Option 2: The networks back down. Muttering under their collective breath, the networks resign themselves to selling content through iTunes in order to continue reaching Apple’s user base.

Why it’s likely to happen: The television networks and record labels will continue exploring alternate distribution channels that yield higher profits and greater control, but unless they’re willing to put pride over profit, the networks can’t afford to ignore or abandon iTunes.

Option 3: No one backs down. Apple remains committed to uniform pricing (which it will), and the networks remain committed to controlling the pricing of their content (which is probable). Convinced that the success of the iPod hinges on the availability of exclusive, desirable, accessible media content, Apple begins exploring new strategies that sidestep the existing industry structures altogether.

One such approach would involve Apple forming direct relationships with artists. Through iTunes, Apple could embrace the growing number of musicians looking to escape the confines of the major labels, a roster that includes Radiohead, Trent Reznor, and Madonna. It’s doubtful that most artists would agree to release their work exclusively through Apple, but it’s not hard to imagine an artist giving Apple an exclusive advance distribution window in exchange for placement in an iPod commercial, a tour sponsorship, and a higher share of revenues than the labels and networks are willing to offer. And while it’s outside of its current business model, Apple could even invest in saving fan-favorite television shows from cancellation: Imagine iTunes as the exclusive distributor for Arrested Development, Firefly, or Veronica Mars.

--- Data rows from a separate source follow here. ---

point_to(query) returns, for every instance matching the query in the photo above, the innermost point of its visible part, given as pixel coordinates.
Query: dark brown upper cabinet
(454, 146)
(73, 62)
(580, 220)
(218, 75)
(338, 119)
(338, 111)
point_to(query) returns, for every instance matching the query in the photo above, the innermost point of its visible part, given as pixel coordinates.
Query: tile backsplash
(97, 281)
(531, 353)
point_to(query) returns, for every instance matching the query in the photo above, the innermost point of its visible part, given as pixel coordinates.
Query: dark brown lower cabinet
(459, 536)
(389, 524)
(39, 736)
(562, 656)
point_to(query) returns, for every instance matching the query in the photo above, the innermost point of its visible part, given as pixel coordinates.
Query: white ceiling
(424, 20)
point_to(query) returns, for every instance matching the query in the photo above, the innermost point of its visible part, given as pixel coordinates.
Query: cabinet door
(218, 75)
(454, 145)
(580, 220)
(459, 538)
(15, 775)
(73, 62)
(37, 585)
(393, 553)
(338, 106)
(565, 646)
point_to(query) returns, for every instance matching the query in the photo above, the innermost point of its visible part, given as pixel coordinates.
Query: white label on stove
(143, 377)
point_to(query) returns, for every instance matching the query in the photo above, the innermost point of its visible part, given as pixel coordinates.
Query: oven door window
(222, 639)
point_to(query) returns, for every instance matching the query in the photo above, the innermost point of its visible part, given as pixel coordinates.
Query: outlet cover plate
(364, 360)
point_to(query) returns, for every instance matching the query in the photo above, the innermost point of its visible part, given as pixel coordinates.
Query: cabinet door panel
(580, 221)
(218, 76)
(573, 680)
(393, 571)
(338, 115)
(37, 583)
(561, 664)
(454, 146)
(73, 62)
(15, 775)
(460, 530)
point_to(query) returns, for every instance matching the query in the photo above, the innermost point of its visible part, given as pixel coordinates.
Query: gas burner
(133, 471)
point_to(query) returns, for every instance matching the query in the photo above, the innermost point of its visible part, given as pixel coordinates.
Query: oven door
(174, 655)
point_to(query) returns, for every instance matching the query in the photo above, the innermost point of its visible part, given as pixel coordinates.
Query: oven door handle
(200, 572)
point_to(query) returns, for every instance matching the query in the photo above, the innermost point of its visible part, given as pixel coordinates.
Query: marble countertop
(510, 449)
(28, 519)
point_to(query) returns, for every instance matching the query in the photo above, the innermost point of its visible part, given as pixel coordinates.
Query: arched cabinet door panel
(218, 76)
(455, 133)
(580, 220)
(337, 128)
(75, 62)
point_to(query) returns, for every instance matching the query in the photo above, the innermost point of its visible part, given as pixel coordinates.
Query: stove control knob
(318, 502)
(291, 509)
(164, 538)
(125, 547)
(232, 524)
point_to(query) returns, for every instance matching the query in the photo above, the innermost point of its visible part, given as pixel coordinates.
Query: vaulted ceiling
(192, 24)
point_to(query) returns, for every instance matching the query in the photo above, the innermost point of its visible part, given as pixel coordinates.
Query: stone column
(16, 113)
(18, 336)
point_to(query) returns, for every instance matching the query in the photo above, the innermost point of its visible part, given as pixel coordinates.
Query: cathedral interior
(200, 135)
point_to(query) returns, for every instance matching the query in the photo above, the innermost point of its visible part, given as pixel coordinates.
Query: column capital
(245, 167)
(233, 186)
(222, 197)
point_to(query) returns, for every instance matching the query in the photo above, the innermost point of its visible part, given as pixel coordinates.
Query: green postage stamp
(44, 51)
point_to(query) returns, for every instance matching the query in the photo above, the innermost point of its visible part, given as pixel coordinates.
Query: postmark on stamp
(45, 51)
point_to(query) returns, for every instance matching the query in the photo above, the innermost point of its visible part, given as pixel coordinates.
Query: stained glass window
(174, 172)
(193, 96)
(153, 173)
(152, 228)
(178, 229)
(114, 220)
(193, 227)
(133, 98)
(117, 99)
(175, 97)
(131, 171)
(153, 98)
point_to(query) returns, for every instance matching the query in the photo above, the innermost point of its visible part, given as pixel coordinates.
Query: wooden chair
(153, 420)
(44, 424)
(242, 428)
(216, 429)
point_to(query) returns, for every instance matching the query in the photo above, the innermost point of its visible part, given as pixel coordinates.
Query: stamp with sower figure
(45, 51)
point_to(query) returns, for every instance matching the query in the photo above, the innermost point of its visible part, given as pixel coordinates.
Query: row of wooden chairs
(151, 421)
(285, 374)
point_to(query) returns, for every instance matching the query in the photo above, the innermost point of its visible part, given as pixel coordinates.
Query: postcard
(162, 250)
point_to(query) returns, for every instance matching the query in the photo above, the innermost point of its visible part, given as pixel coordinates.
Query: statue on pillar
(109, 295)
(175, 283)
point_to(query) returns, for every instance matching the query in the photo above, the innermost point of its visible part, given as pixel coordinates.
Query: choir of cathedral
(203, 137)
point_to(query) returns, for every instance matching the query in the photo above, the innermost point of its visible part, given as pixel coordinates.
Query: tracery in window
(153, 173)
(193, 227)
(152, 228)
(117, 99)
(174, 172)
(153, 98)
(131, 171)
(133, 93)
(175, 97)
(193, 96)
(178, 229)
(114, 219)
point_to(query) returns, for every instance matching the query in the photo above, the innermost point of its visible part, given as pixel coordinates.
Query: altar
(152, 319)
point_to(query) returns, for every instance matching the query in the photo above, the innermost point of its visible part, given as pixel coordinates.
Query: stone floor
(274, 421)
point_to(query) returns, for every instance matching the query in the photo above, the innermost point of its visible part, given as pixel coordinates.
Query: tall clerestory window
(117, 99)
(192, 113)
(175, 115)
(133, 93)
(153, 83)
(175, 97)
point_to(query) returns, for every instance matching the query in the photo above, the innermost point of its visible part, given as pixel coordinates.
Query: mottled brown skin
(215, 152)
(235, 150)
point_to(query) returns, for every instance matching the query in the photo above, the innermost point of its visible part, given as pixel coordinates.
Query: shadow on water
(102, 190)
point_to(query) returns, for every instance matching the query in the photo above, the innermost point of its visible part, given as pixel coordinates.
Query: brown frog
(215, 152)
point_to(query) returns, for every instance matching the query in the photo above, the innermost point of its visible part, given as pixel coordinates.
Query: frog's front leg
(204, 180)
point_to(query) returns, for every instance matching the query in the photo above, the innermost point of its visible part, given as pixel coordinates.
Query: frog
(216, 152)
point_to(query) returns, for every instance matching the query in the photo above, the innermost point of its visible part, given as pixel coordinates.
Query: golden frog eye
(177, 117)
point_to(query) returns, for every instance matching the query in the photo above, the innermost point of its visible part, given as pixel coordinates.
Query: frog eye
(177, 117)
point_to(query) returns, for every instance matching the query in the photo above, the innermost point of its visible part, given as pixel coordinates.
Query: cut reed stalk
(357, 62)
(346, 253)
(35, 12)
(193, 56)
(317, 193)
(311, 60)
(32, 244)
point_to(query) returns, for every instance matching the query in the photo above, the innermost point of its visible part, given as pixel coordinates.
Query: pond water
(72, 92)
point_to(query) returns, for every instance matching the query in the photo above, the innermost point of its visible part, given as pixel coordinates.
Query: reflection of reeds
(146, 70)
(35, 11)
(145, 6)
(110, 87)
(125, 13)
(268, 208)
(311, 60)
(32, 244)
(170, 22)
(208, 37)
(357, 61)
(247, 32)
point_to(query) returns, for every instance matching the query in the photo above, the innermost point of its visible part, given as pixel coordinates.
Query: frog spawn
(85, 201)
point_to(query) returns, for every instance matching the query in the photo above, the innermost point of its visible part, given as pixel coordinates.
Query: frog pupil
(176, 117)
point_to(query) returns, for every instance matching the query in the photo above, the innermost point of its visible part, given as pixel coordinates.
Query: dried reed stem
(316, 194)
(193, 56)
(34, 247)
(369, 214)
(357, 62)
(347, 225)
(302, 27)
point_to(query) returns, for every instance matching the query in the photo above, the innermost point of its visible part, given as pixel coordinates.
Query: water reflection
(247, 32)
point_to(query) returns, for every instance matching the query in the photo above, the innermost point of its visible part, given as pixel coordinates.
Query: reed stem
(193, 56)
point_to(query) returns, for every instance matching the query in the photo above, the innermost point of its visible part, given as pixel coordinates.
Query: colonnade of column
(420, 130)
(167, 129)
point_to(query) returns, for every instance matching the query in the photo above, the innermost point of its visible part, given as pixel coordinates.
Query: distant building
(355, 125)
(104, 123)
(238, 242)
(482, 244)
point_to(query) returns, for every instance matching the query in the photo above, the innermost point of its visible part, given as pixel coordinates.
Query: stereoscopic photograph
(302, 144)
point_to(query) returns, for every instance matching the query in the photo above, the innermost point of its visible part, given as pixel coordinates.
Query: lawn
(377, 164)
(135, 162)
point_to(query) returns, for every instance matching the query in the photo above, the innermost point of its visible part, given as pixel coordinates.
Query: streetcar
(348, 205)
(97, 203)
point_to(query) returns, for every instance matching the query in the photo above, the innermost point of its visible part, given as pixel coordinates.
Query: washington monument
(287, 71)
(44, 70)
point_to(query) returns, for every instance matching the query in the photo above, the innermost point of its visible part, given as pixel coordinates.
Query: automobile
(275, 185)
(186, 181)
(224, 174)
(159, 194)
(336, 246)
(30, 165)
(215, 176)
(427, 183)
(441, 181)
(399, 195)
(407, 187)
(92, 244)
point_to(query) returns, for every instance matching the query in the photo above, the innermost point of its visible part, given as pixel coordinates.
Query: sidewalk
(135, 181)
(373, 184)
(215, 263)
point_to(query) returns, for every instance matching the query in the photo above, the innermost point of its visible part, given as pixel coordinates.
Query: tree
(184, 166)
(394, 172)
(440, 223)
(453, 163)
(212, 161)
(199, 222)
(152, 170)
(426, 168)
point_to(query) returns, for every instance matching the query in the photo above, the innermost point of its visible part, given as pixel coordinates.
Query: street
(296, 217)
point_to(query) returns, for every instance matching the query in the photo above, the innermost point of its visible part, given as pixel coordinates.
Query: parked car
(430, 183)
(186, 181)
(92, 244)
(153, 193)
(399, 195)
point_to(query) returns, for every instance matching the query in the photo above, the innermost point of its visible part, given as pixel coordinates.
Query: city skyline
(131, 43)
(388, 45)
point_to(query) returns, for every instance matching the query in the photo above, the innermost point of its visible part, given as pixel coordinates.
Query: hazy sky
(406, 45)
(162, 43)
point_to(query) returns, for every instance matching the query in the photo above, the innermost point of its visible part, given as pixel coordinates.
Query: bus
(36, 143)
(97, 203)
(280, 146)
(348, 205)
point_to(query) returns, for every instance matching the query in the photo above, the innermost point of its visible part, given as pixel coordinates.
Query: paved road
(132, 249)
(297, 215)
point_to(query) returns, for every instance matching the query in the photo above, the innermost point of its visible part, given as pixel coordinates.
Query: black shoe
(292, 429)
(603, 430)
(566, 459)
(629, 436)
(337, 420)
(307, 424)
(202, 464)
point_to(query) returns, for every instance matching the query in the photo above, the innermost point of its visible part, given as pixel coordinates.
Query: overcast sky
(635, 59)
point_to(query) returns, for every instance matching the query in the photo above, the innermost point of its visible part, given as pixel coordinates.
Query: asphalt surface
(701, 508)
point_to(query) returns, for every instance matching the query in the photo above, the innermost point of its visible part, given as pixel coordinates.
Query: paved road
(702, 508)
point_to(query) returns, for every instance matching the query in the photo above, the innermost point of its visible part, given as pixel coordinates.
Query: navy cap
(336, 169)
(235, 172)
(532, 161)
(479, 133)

If the networks turn their backs on iTunes altogether, Apple could also retaliate by moving to a service-based approach. The company has already released a networked set-top device called the AppleTV that allows users to stream photos, music, and video content from computers to a television set. Thus far, response to the AppleTV has been lukewarm, but Apple could change this with a single, simple move: Introduce DVR capabilities.

By letting people record any television content they please and load it into iTunes and their iPods with one-click ease, Apple could avoid having to cut deals with anyone. The company could even sweeten the pot by leveraging its online services and allowing users to save any recorded show to their .Mac accounts, making their favorite television broadcasts accessible from anywhere. Would Apple take such aggressive action against the networks? That’s hard to predict, both because Steve Jobs sits on the board of the Walt Disney Co. and because such an approach could damage Apple’s ongoing relationship with each network’s affiliated music labels. But from an audience perspective, this would be a fantastic outcome, and one that would go a long way toward restoring Apple’s flagging reputation as a champion of consumer interests. Networks take note: Whether they sell your content or give it away, Apple’s not going away.